作者
Travis Nemkov,Daniel Stephenson,Eric J. Earley,Gregory R. Keele,Ariel M. Hay,Alicia Key,Zachary B. Haiman,Christopher C. Erickson,Monika Dzieciątkowska,Julie A. Reisz,Amy Moore,Mars Stone,Xutao Deng,Steven Kleinman,Steven L. Spitalnik,Eldad A. Hod,Krystalyn E. Hudson,Kirk C. Hansen,Bernhard Ø. Palsson,Gary A. Churchill,Nareg H. Roubinian,Philip J. Norris,Michael P. Busch,James C. Zimring,Grier P. Page,Angelo D’Alessandro
摘要
Mature red blood cells (RBCs) lack mitochondria, and thus exclusively rely on glycolysis to generate adenosine triphosphate (ATP) during aging in vivo or storage in the blood bank. Here we leveraged 13,029 volunteers from the Recipient Epidemiology and Donor Evaluation Study to identify an association between end-of-storage levels of glycolytic metabolites and donor age, sex, and ancestry-specific genetic polymorphisms in regions encoding phosphofructokinase 1, platelet (detected in mature RBCs), hexokinase 1, ADP-ribosyl cyclase 1 and 2 (CD38/BST1).

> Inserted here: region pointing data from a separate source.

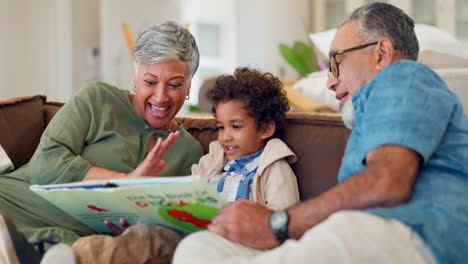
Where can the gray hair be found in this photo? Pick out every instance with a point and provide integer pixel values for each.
(384, 20)
(166, 42)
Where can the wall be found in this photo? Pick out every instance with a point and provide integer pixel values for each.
(24, 50)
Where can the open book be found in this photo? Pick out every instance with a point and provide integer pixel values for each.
(184, 203)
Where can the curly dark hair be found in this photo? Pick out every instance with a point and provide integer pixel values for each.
(261, 93)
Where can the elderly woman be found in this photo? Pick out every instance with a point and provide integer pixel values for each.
(106, 132)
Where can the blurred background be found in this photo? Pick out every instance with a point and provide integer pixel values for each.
(52, 47)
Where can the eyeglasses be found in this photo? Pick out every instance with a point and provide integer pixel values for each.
(333, 65)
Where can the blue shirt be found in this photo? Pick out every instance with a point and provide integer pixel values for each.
(409, 105)
(235, 180)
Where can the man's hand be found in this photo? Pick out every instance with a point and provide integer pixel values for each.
(245, 222)
(153, 163)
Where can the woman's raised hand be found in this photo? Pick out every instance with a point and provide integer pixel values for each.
(153, 163)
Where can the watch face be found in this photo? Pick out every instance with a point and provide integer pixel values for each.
(278, 219)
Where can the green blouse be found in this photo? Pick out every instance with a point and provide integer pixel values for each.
(97, 127)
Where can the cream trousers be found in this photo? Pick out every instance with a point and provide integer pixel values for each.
(345, 237)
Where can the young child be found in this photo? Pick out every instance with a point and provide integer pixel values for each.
(249, 160)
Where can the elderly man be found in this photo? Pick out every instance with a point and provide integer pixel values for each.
(402, 195)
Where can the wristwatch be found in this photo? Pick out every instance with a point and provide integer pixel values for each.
(279, 225)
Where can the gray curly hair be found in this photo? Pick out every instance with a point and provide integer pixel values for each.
(384, 20)
(166, 42)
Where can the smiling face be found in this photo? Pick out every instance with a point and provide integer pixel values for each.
(160, 91)
(238, 133)
(356, 68)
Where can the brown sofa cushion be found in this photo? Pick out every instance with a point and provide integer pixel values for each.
(22, 123)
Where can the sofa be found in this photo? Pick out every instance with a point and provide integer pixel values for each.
(317, 139)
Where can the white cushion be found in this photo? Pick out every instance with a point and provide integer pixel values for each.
(5, 163)
(457, 81)
(437, 48)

Gene-metabolite associations were validated in fresh and stored RBCs from 525 Diversity Outbred mice, and via multi-omics characterization of 1,929 samples from 643 human RBC units during storage. ATP and hypoxanthine levels - and the genetic traits linked to them - were associated with hemolysis in vitro and in vivo, both in healthy autologous transfusion recipients and in 5,816 critically ill patients receiving heterologous transfusions, suggesting their potential as markers to improve transfusion outcomes.